【新設】(特定適格合併等に係る特定資本関係法人が2以上ある場合の特定資本関係が生じた日の判定)

12の2−2−5 法人が2以上の特定資本関係法人との間で当該法人を合併法人等とする法第62条の7第1項に規定する特定適格合併等を行った場合における同項の規定の適用上、同項に規定する特定資本関係の生じた日がいつであるかは、当該法人と各特定資本関係法人(当該法人との間において令第123条の8第4項《共同で事業を営むための適格合併等》に規定する要件を満たしている場合の当該特定資本関係法人を除く。)との間において特定資本関係が生じた日のうち最も遅い日をいうことに留意する。

【解説】

  1. (1) 法人と特定資本関係法人(当該法人との間に特定資本関係がある法人をいう。)との間で当該法人を合併法人、分割承継法人又は被現物出資法人とする特定適格合併等(適格合併、適格分割又は適格現物出資のうち、共同で事業を営むためのものに該当しないものをいう。)が行われた場合において、当該特定資本関係が当該法人の特定適格合併等事業年度(特定適格合併等の日の属する事業年度をいう。
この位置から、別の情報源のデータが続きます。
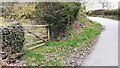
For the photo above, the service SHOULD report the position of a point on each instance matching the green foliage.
(18, 11)
(112, 12)
(58, 15)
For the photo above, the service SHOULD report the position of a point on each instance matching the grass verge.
(57, 53)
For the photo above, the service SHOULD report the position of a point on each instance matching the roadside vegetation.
(112, 14)
(70, 31)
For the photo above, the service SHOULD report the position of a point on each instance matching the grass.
(56, 53)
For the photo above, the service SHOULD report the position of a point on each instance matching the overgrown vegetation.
(58, 52)
(59, 15)
(71, 30)
(113, 13)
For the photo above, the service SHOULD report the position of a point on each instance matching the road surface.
(105, 52)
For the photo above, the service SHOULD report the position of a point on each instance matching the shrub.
(58, 15)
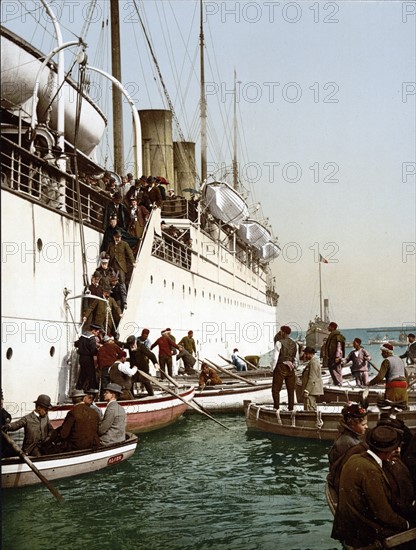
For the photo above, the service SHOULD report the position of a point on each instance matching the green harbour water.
(193, 485)
(190, 486)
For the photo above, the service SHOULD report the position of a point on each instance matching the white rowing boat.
(17, 473)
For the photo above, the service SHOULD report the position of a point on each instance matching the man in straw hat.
(392, 370)
(112, 427)
(36, 425)
(364, 514)
(285, 357)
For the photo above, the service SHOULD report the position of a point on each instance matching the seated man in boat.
(208, 376)
(112, 428)
(391, 369)
(239, 364)
(187, 358)
(365, 515)
(36, 426)
(80, 428)
(351, 431)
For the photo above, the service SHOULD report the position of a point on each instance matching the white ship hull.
(218, 298)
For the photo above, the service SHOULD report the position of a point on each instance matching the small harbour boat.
(15, 472)
(320, 424)
(395, 541)
(348, 392)
(143, 415)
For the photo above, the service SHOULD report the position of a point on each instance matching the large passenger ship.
(222, 287)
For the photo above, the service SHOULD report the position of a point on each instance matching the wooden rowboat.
(395, 541)
(16, 473)
(143, 415)
(320, 424)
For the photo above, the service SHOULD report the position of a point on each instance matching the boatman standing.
(285, 358)
(334, 352)
(392, 369)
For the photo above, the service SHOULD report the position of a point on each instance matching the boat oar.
(231, 373)
(374, 367)
(253, 367)
(168, 376)
(23, 455)
(189, 403)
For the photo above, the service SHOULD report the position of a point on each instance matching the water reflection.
(190, 486)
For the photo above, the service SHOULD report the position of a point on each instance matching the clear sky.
(326, 108)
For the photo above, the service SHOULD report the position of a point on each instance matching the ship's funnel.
(157, 143)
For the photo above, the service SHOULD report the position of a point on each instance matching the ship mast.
(320, 291)
(203, 102)
(117, 96)
(235, 164)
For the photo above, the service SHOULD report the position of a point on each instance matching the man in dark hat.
(285, 358)
(121, 257)
(117, 208)
(80, 427)
(112, 428)
(392, 370)
(166, 346)
(36, 426)
(87, 349)
(410, 354)
(334, 352)
(312, 385)
(139, 357)
(364, 515)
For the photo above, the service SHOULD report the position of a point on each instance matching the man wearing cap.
(105, 313)
(112, 428)
(188, 342)
(117, 208)
(80, 427)
(121, 257)
(334, 352)
(122, 373)
(410, 353)
(89, 400)
(391, 369)
(364, 515)
(36, 426)
(358, 358)
(108, 353)
(285, 357)
(239, 364)
(139, 357)
(87, 350)
(166, 347)
(312, 385)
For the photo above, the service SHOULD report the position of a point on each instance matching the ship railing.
(172, 250)
(38, 180)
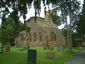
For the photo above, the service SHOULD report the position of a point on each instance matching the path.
(78, 59)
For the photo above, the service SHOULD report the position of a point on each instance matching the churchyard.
(16, 56)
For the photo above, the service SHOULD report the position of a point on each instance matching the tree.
(71, 9)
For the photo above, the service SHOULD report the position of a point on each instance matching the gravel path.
(78, 59)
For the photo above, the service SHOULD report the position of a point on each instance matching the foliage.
(6, 31)
(81, 23)
(20, 57)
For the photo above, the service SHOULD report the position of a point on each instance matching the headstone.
(50, 55)
(32, 56)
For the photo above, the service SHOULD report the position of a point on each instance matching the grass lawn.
(15, 56)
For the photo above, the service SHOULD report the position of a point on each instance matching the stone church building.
(43, 33)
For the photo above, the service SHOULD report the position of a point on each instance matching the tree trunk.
(70, 35)
(7, 47)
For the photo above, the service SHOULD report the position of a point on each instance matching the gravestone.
(32, 56)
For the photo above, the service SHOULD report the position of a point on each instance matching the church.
(43, 33)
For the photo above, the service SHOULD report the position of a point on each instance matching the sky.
(32, 13)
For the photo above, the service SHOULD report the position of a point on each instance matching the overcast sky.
(31, 13)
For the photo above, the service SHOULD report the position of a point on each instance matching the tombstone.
(32, 56)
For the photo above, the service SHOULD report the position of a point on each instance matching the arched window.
(40, 34)
(35, 36)
(53, 36)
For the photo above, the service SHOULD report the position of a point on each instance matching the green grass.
(15, 56)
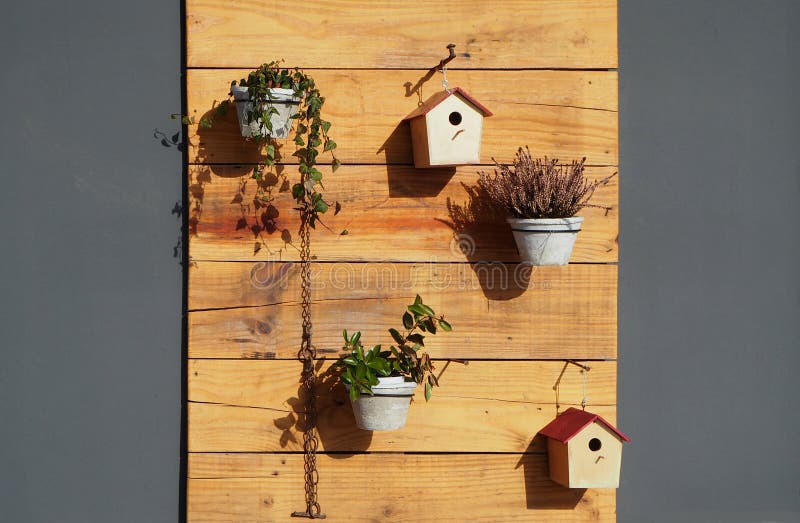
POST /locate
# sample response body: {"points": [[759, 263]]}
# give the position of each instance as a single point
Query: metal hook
{"points": [[584, 367], [445, 61]]}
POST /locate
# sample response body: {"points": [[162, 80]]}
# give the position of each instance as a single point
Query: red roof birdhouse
{"points": [[446, 129], [584, 450]]}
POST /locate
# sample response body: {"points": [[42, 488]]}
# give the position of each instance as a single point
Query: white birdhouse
{"points": [[584, 450], [446, 129]]}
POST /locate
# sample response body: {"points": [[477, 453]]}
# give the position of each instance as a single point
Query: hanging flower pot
{"points": [[281, 105], [545, 241], [543, 197], [387, 407], [382, 382]]}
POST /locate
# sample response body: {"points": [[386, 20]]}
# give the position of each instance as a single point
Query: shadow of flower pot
{"points": [[474, 222], [335, 423]]}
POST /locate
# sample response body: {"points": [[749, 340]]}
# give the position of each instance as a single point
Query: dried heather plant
{"points": [[540, 187]]}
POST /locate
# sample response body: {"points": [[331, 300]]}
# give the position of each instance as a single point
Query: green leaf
{"points": [[417, 309], [321, 206], [426, 310], [396, 335], [416, 338]]}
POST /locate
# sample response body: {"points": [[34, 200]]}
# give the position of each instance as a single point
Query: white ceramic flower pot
{"points": [[545, 241], [282, 99], [387, 408]]}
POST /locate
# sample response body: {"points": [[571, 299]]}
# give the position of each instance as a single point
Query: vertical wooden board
{"points": [[390, 34], [389, 213], [479, 488], [561, 312], [562, 114]]}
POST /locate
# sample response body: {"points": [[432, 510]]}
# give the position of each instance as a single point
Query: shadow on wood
{"points": [[409, 183], [541, 493], [477, 219], [335, 417]]}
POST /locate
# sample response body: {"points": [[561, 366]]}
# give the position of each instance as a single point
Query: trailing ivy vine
{"points": [[311, 133]]}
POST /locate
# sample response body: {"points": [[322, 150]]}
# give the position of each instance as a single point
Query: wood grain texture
{"points": [[558, 312], [389, 213], [484, 406], [563, 114], [244, 488], [389, 34], [274, 384]]}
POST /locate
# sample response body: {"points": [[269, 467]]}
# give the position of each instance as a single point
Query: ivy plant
{"points": [[310, 132], [360, 368]]}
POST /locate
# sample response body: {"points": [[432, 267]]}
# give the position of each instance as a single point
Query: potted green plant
{"points": [[381, 382], [543, 198], [268, 101]]}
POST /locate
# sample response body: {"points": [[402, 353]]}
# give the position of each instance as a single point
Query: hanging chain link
{"points": [[306, 355], [584, 372]]}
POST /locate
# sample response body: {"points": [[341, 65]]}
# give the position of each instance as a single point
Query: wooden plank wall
{"points": [[547, 69]]}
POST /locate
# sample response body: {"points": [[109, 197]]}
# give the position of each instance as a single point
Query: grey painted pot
{"points": [[387, 408], [282, 99], [545, 241]]}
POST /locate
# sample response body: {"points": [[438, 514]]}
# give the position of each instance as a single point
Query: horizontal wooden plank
{"points": [[271, 384], [484, 406], [389, 213], [442, 425], [564, 114], [226, 488], [389, 34], [555, 312]]}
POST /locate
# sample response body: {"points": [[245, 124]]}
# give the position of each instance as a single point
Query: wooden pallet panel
{"points": [[483, 406], [563, 114], [274, 384], [389, 213], [480, 488], [390, 34], [562, 312]]}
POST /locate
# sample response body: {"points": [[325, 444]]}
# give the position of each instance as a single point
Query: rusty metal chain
{"points": [[306, 355]]}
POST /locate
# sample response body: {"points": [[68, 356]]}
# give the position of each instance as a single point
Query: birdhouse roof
{"points": [[440, 97], [572, 421]]}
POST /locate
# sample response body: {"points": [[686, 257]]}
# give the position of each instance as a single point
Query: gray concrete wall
{"points": [[710, 294], [91, 293]]}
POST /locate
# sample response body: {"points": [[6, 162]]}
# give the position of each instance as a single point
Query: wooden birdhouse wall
{"points": [[547, 70]]}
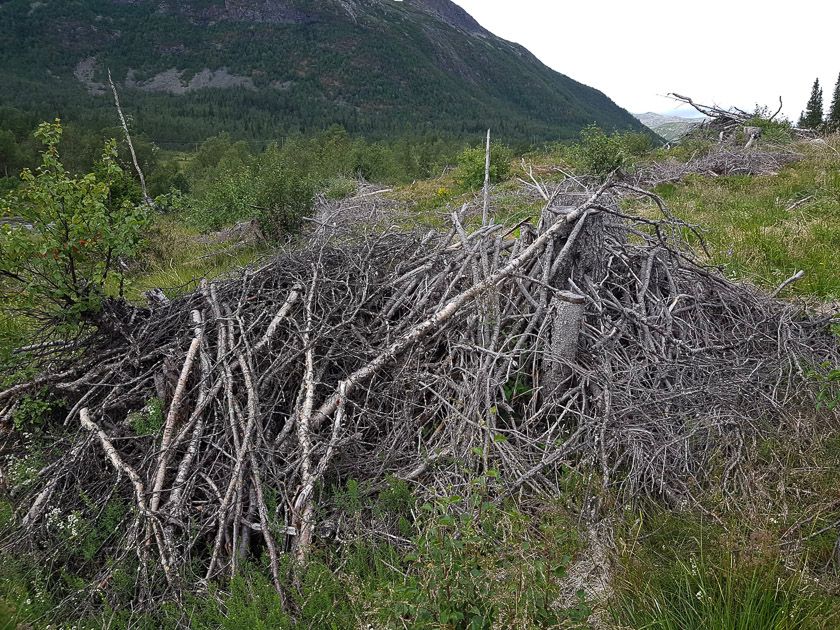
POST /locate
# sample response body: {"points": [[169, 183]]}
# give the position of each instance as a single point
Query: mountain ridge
{"points": [[261, 68]]}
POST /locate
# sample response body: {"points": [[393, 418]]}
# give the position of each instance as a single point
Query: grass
{"points": [[752, 233], [766, 560], [702, 595], [177, 258]]}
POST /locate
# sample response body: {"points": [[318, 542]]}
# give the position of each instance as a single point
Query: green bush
{"points": [[271, 189], [63, 255], [472, 162], [599, 154]]}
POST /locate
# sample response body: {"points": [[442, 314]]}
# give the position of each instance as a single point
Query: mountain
{"points": [[189, 69], [671, 128]]}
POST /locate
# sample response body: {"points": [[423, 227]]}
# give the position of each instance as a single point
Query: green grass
{"points": [[176, 259], [702, 595], [753, 235]]}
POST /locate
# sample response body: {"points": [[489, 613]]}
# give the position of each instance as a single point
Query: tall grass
{"points": [[703, 595]]}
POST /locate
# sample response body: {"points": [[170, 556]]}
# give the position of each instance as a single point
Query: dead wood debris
{"points": [[591, 339]]}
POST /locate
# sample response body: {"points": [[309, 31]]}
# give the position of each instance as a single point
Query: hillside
{"points": [[669, 127], [259, 69]]}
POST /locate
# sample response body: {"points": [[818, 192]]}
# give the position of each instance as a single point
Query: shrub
{"points": [[62, 256], [269, 189], [599, 154], [472, 161]]}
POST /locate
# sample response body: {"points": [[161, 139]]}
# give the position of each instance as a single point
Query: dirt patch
{"points": [[172, 81]]}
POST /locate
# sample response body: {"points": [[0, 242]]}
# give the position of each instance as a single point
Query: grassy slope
{"points": [[766, 559], [752, 233]]}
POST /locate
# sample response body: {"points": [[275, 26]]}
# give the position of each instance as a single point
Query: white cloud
{"points": [[739, 52]]}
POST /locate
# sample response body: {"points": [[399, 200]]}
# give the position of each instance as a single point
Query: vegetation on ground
{"points": [[763, 557]]}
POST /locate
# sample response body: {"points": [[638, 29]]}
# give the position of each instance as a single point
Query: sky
{"points": [[739, 52]]}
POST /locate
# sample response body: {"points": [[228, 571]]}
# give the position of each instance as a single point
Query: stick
{"points": [[484, 213], [146, 199]]}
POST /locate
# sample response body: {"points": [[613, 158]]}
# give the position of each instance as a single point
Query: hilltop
{"points": [[262, 69]]}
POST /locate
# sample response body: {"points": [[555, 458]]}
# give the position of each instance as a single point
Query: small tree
{"points": [[834, 112], [599, 154], [60, 250], [812, 118]]}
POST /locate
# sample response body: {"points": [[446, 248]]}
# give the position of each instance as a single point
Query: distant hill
{"points": [[671, 128], [260, 68]]}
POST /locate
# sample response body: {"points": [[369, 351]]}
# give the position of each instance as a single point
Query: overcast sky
{"points": [[738, 52]]}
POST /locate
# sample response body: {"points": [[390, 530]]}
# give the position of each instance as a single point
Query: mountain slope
{"points": [[259, 68], [671, 128]]}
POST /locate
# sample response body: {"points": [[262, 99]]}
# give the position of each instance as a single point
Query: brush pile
{"points": [[590, 340], [717, 162]]}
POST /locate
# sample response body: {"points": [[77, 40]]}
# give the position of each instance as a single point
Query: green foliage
{"points": [[472, 165], [62, 256], [270, 188], [339, 187], [33, 412], [750, 232], [149, 420], [833, 119], [460, 577], [600, 154], [703, 595], [416, 77], [812, 117], [774, 131]]}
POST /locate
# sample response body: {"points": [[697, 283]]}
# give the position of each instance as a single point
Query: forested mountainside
{"points": [[191, 69]]}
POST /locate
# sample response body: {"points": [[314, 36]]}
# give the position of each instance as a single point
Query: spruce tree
{"points": [[812, 118], [834, 112]]}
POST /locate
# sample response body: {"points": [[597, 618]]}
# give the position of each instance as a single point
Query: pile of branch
{"points": [[725, 124], [589, 340], [720, 161]]}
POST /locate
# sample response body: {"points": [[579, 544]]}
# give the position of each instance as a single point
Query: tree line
{"points": [[814, 116]]}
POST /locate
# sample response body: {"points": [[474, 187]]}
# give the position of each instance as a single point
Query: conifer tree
{"points": [[834, 112], [813, 116]]}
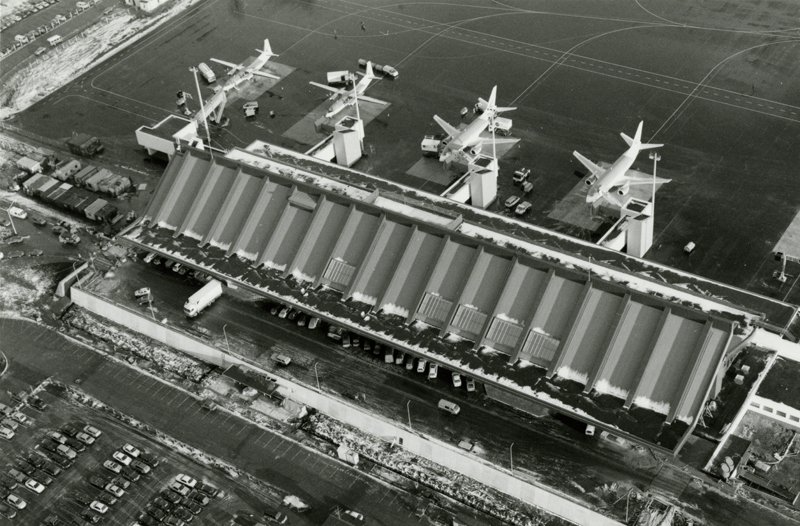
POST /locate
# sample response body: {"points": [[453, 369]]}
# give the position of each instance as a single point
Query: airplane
{"points": [[242, 74], [470, 137], [615, 178], [344, 97]]}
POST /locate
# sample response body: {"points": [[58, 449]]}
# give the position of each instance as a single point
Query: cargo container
{"points": [[66, 169], [46, 186], [94, 181], [85, 145], [32, 182], [203, 298], [81, 177], [29, 165]]}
)開始の日の5年前の日以後に生じているときは、当該法人の適用期間において生ずる特定資産譲渡等損失額は、損金の額に算入しない(法62の71)。
     また、この適用期間とは、合併法人等の特定適格合併等事業年度開始の日から同日以後3年を経過する日までの期間をいうが、当該経過する日が当該特定資本関係が生じた日以後5年を経過する日後となる場合にあっては、その5年を経過する日までの期間とされている(法62の71)。
  2. (2) ところで、法人と2社以上の特定資本関係法人との間で特定適格合併等が行われた場合において、当該法人と各特定資本関係法人との特定資本関係が生じた日が異なるときは、当該適用期間の基準日となる特定資本関係が生じた日がいつであるかが問題となる。
     例えば、次の事例のようにA社を合併法人として、B社、C社及びD社の3社を被合併法人とする適格合併が行われた場合に、AB間、AC間及びAD間のそれぞれにおいて、それぞれ特定資本関係を有し、また、いずれも共同で事業を営むためのものに該当しないときは、A社において損金不算入期間となる適用期間はいつまでかという問題である。

[事例]
3月決算法人

3月決算法人の図→3月決算法人の事例

 この点、合併法人A社とそれぞれの特定資本関係法人(B社、C社及びD社)との間を個々にみると、1A社とB社間では、特定資本関係が生じた日は平成8年5月14日で、適用期間は平成13年4月1日から平成13年5月13日まで、2A社とC社間では、特定資本関係が生じた日が平成9年9月6日で、適用期間は平成13年4月1日から平成14年9月5日まで、3A社とD社間では、特定資本関係の生じた日が平成10年6月10日で、適用期間はは平成13年4月1日から平成15年6月9日までということになる。
 しかし、上記事例のような合併が行われた場合、例えば、平成15年2月に生じた特定資産譲渡等損失額が損金算入できるかどうかという点については、同条の規定は、合併法人Aの適用期間において生じた特定資産譲渡等損失額の損金算入を認めないというものであるところ、A社にとってみれば、D社との関係において適用期間が平成15年6月9日までとなる以上、法令上、平成15年2月に生じた特定資産譲渡等損失額は、結局、損金算入が認められないことになる。
 そこで、本通達において、法人が2社以上の特定資本関係法人との間で特定適格合併等を行った場合には、適用期間の基準日となる特定資本関係が生じた日は、各特定資本関係法人との間において特定資本関係が生じた日のうち最も遅い日ということになることを明らかにしている。
 なお、仮に、上記の事例において、AD間が共同で事業を営むための適格合併等に該当する場合には、特定資本関係が生じた日の判定上、D社を除くことは当然であり、このような場合には、AC間の平成9年9月6日を基準として平成14年9月5日までが適用期間となる。本通達の本文かっこ書においてこのことを明らかにしている。